El testigo, Juan Villoro, p. 451
Estoy asombrado de la irrealidad
a la que se llega en televisión, tal vez eso sea lo bueno. Tengo una teoría: la
televisión no pertenece a la cultura sino a la neurología; estimula un enlace
de neurocircuitos que te permite ver en estado de zombi, suspendiendo el
juicio. Y no sólo eso, también los que están dentro de la pantalla se
encuentran alterados; el efecto de las cámaras produce una especie de trance, como
el aura luminosa que ven los afectados de jaquecas y que tantas veces se
confundió con las apariciones religiosas. Las personas se vacían de sí mismas,
sin pudor alguno, porque eso no las compromete; es como si no fueran ellas.

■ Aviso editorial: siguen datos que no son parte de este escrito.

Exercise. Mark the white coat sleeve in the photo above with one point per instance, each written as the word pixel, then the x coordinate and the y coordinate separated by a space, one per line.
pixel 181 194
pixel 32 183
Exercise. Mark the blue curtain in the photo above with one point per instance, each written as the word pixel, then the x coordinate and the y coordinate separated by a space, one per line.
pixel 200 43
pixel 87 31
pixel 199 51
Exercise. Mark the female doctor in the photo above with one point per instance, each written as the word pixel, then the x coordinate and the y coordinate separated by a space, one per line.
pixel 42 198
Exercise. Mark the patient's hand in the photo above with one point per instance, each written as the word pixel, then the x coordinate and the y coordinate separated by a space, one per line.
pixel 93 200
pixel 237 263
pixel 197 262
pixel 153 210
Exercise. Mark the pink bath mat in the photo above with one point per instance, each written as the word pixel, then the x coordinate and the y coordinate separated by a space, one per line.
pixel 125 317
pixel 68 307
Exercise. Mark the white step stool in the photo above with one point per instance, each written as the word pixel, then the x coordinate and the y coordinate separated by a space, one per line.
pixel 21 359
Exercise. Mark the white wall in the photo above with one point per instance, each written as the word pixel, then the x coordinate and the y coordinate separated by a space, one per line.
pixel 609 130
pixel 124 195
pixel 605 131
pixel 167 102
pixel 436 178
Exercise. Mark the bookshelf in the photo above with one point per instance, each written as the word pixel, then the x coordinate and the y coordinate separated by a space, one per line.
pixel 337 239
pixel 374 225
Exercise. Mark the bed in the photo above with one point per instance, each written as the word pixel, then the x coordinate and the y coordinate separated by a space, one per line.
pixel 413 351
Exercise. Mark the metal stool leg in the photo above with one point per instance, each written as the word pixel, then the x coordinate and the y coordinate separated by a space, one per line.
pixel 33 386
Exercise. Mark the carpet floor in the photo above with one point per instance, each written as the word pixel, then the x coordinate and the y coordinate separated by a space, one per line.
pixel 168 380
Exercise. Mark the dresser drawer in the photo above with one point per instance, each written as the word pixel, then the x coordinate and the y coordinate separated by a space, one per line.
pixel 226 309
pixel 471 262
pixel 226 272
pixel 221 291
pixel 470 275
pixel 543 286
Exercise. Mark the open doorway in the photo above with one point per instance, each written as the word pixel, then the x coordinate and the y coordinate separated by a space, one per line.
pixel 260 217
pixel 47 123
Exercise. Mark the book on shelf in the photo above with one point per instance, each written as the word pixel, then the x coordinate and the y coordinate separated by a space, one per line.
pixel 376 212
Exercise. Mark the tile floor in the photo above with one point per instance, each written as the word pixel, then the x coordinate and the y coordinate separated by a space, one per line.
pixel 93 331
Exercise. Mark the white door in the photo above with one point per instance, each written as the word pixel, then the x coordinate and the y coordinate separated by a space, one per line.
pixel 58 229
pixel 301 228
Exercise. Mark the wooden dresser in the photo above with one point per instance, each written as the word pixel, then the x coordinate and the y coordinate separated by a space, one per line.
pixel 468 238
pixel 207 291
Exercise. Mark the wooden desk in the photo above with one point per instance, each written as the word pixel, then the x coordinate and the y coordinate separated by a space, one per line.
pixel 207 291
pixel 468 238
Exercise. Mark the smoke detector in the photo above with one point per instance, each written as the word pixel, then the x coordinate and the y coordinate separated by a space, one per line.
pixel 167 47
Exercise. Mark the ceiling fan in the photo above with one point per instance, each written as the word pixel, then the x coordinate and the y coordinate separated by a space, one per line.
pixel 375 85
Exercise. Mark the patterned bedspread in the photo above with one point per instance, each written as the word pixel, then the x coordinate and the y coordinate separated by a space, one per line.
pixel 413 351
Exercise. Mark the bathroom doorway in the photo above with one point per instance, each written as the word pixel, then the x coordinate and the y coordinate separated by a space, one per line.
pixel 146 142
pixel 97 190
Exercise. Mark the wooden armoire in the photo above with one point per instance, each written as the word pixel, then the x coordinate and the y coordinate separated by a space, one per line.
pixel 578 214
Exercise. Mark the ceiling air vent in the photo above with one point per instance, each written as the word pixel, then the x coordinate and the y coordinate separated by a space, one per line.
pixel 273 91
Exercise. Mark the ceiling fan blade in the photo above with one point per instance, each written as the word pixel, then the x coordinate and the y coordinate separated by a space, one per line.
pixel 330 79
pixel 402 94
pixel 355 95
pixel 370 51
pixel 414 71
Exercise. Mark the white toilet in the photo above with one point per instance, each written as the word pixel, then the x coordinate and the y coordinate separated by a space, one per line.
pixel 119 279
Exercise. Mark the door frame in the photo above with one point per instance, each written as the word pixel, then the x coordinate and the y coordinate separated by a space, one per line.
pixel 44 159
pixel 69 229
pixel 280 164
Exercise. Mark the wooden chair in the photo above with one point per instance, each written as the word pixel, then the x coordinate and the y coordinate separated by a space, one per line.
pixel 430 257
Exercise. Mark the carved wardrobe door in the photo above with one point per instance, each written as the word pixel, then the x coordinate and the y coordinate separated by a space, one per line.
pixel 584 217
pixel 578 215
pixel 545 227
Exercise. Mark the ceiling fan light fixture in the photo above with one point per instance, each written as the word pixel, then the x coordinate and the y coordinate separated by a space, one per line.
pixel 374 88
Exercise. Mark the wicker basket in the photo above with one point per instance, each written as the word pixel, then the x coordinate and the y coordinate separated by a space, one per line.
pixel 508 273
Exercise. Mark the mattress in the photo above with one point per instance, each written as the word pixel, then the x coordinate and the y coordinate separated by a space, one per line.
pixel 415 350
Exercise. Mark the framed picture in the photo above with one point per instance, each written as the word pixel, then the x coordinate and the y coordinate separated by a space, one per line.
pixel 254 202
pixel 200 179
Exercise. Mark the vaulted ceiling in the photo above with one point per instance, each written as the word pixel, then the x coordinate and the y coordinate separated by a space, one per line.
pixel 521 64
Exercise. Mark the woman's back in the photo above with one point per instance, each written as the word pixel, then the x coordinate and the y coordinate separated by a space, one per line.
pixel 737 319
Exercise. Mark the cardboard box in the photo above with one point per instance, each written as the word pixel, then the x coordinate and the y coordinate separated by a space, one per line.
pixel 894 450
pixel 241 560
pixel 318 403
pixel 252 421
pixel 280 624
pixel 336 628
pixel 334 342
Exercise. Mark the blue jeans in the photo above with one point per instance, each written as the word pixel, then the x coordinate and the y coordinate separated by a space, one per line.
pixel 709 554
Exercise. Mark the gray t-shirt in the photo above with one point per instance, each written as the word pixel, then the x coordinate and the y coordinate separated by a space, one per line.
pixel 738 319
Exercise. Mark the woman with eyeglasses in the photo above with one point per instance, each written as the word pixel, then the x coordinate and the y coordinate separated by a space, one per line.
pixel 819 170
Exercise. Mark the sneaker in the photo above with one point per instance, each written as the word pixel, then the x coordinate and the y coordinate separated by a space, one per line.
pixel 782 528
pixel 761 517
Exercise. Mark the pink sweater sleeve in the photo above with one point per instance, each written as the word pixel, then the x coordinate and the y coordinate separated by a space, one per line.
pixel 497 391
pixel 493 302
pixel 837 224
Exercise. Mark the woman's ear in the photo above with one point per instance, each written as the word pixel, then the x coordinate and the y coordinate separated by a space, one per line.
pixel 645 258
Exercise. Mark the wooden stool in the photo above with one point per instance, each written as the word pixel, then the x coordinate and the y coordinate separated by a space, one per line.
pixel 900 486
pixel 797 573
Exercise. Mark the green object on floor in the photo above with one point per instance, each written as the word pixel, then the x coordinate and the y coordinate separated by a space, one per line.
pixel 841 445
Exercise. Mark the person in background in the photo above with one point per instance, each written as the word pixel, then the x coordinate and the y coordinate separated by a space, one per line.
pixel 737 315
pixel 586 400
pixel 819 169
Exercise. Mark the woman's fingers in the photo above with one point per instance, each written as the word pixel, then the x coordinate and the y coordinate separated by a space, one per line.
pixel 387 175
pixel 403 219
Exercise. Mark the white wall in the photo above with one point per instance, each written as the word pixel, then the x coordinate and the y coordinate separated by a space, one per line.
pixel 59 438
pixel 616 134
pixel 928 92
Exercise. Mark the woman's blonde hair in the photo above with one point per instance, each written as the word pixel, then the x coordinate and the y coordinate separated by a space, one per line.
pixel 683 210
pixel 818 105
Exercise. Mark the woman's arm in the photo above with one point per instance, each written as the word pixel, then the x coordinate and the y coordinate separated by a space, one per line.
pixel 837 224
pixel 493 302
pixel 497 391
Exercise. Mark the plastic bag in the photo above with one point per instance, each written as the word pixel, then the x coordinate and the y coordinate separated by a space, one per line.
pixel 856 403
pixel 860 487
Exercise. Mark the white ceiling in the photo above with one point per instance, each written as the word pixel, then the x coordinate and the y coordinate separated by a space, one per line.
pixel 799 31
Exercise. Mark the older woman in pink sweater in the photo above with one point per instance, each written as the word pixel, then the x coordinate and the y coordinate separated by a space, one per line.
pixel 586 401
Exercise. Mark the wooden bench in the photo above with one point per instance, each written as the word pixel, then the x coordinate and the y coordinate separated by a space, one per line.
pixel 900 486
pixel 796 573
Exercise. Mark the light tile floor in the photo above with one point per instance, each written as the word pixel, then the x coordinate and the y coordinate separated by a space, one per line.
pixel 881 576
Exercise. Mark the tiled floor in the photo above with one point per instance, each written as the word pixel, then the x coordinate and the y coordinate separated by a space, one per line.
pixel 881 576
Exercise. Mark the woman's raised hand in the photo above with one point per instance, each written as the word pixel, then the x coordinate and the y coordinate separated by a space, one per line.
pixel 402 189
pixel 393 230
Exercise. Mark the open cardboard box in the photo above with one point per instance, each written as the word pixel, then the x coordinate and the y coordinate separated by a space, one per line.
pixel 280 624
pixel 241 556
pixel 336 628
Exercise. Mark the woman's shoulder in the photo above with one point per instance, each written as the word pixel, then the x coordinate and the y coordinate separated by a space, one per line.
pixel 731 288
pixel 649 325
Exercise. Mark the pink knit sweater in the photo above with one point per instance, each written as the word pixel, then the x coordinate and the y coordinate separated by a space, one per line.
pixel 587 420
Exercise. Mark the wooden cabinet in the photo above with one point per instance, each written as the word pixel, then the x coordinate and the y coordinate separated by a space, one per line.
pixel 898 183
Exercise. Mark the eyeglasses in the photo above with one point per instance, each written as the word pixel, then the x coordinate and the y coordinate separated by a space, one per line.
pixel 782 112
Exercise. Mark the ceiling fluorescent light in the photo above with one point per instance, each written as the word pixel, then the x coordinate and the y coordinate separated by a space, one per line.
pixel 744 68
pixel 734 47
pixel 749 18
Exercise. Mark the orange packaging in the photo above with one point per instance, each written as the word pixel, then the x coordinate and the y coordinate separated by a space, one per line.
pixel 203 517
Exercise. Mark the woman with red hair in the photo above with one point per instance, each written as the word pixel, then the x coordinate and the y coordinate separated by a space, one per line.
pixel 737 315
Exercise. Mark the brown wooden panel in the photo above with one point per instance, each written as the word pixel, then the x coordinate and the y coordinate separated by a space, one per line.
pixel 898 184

Ayer me pidieron un comentario sobre el inicio del rodaje para un documental que
seguirá toda la telenovela. No sabes la de zarandajas que dije, migajas tontas
como las que ahora escupo, pero eso sí, hablé en tono de Zeus tonante, un
obispo ebrio de colonche, una abadesa en su empacho de mejor merengue, un
gentleman en combate, alguna vez los hubo, no lo dudes, lucí mi corbata de guerra.
Hazme el favor, ¡un hacendado con corbata! Estaba como en éxtasis, vaciándome
sin ser yo, dichoso como lagartija en tumba ajena, una droga, sobrino; ya
necesito volver a declarar para calmarme.